Patients’ NMDAR antibodies selectively reduce the protein concentration of NMDAR in hippocampus of mice. (A) Representative immunoblots of proteins extracted from hippocampus of animals infused with patients’ CSF (P) or control CSF (C) sacrificed at the indicated time points and probed for expression of GluN1 (NMDAR), PSD95 and β-actin (loading control). Note that there is less visible GluN1 expression on Days 13 and 18. (B, D and E) Quantification of total NMDAR (B), AMPAR (D) or PSD95 (E) protein in animals treated with patients’ CSF (filled columns) or control CSF (open columns) sacrificed at the indicated time points (AMPAR Day 18 only, D). Results were normalized to β-actin (loading control). Mean band density of animals treated with control CSF was defined as 100%. Data are presented as mean ± SEM. For each time point six animals infused with patients’ CSF and six with control CSF were examined (for Days 26 and 46, only five animals treated with patient’s CSF were available). Significance of treatment effect was assessed by two-way ANOVA with an α-error of 0.05 (asterisks) and post hoc testing with Sidak-Holm adjustment ($). ^$$P < 0.01; ***P < 0.001. See Supplementary Table 2 for detailed statistics. (C) Correlation between concentration of human IgG bound to hippocampus (x-axis, highest hippocampal IgG intensity was defined as 100%) and hippocampal NMDAR protein concentration in mice sacrificed on Day 18 (R² = 0.69, P = 0.003).
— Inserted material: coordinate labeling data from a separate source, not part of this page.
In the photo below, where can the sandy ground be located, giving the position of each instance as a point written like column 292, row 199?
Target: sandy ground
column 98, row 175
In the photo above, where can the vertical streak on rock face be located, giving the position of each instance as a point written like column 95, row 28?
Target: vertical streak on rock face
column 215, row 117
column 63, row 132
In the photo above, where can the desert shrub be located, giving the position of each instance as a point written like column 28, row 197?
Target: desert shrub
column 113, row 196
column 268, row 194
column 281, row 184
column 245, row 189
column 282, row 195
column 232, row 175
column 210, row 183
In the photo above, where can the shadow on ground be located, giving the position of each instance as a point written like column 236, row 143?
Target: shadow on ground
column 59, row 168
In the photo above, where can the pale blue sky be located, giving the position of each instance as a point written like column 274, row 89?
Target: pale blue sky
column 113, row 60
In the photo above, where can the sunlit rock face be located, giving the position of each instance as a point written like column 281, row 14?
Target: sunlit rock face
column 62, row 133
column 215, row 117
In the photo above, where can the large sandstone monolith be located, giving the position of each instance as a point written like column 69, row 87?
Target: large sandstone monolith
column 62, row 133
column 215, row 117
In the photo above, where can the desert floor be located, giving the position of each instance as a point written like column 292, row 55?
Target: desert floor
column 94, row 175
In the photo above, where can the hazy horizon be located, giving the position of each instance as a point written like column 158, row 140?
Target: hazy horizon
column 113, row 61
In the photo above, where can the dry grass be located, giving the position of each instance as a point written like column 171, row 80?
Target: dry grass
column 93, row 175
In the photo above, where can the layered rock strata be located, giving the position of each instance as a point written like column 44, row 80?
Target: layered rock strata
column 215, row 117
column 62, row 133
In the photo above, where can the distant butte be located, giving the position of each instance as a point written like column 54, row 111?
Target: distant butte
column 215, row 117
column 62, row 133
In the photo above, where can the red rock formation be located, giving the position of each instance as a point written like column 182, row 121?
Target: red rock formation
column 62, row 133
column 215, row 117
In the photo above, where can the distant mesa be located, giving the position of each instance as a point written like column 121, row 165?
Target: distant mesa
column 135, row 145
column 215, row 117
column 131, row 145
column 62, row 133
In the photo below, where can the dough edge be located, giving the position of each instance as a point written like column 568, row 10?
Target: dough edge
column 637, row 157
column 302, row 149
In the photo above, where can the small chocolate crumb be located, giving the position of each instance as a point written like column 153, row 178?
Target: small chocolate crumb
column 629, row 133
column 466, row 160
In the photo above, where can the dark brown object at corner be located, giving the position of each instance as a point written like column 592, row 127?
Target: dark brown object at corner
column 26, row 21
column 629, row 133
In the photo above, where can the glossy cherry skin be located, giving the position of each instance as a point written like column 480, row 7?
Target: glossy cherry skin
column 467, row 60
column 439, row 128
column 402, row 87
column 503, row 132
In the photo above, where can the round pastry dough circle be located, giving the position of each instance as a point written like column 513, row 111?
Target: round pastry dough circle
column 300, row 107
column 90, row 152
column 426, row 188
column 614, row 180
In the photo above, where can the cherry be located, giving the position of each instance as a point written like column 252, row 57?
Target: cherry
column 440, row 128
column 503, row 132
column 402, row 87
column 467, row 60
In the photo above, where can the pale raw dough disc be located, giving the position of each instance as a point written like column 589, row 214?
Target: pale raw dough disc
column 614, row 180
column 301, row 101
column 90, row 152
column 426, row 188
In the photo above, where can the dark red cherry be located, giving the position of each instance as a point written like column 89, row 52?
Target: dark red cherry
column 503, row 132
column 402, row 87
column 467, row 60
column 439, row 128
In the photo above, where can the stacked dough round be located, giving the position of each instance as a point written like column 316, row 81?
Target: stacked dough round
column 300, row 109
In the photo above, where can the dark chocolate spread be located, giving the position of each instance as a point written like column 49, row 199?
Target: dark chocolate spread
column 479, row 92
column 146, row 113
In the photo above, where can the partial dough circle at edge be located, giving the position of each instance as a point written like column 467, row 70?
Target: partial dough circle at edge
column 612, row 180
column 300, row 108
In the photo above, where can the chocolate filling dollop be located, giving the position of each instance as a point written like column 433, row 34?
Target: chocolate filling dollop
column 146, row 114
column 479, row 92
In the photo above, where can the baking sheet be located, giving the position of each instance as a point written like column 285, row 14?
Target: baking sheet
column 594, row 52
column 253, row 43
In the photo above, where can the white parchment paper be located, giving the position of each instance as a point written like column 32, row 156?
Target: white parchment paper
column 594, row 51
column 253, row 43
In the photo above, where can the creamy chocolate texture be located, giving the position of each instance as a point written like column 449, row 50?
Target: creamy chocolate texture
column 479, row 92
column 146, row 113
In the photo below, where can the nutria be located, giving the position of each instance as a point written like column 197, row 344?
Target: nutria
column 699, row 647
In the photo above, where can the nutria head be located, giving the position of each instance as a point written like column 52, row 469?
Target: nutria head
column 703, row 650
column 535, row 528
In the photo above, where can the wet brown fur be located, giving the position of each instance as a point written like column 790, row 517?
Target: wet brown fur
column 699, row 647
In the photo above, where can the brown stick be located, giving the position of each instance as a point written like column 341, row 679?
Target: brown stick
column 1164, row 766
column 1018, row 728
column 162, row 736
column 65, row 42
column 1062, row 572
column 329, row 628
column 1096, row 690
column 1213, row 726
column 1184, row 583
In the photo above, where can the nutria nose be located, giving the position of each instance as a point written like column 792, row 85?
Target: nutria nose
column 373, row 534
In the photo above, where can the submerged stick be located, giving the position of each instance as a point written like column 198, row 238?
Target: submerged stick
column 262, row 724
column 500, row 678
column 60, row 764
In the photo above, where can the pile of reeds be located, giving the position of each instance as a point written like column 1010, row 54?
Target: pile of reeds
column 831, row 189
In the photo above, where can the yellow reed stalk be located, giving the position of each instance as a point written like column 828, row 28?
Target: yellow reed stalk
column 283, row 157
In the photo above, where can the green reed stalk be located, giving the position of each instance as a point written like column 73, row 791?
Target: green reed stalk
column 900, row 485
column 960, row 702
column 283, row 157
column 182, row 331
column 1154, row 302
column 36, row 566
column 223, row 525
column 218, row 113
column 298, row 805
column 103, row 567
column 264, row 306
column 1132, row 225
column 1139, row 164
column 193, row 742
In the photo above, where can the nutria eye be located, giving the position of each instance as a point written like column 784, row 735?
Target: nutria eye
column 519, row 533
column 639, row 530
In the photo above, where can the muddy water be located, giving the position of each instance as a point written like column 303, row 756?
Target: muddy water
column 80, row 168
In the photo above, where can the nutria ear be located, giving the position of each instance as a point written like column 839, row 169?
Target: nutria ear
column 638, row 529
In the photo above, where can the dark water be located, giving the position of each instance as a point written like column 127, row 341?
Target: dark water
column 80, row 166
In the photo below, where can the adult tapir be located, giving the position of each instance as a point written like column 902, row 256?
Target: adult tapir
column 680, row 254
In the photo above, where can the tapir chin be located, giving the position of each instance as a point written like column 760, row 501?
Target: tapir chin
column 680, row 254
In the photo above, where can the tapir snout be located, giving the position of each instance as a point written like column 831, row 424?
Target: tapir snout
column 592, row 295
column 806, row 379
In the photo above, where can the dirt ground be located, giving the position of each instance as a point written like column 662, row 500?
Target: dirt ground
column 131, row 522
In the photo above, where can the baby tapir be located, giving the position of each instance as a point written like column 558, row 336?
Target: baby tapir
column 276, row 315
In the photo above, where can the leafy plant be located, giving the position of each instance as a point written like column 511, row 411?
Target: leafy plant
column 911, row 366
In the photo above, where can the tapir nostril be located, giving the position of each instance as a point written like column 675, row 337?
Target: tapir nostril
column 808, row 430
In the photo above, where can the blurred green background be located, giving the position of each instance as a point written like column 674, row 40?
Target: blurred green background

Filled circles: mice infused with patients’ CSF (n = 5), open circles: mice infused with control CSF (n = 5).

Figure 8

Absence of neuronal apoptosis, deposits of complement, and lymphocytic infiltrates in the hippocampus of mice infused with patients’ CSF. (A and B) TUNEL and cleaved caspase 3 immunolabelling of a representative area of CA3 (area with maximal IgG binding and lower NMDAR concentration) of an animal infused with patients’ CSF, showing lack of apoptotic cells. A section of the same region in an animal with transient middle cerebral artery occlusion (stroke model) shows apoptotic cells in the penumbra (left). (C) Same CA3 region as in (A) immunostained for C5b-9 showing lack of deposit of complement. A section of the same region in the indicated stroke model shows presence of complement in the penumbra (left). (D and E) Same CA3 region as in (A) immunostained for T (CD3) and B (CD45R) lymphocytes showing absence of inflammatory infiltrates. A section of spleen was used as control tissue showing the presence of CD3 (green) and CD45R (red) cells. Scale bar = 10 µm. Total number of animals examined: patients’ CSF n = 5; control CSF n = 5. Scale bars = 20 µm.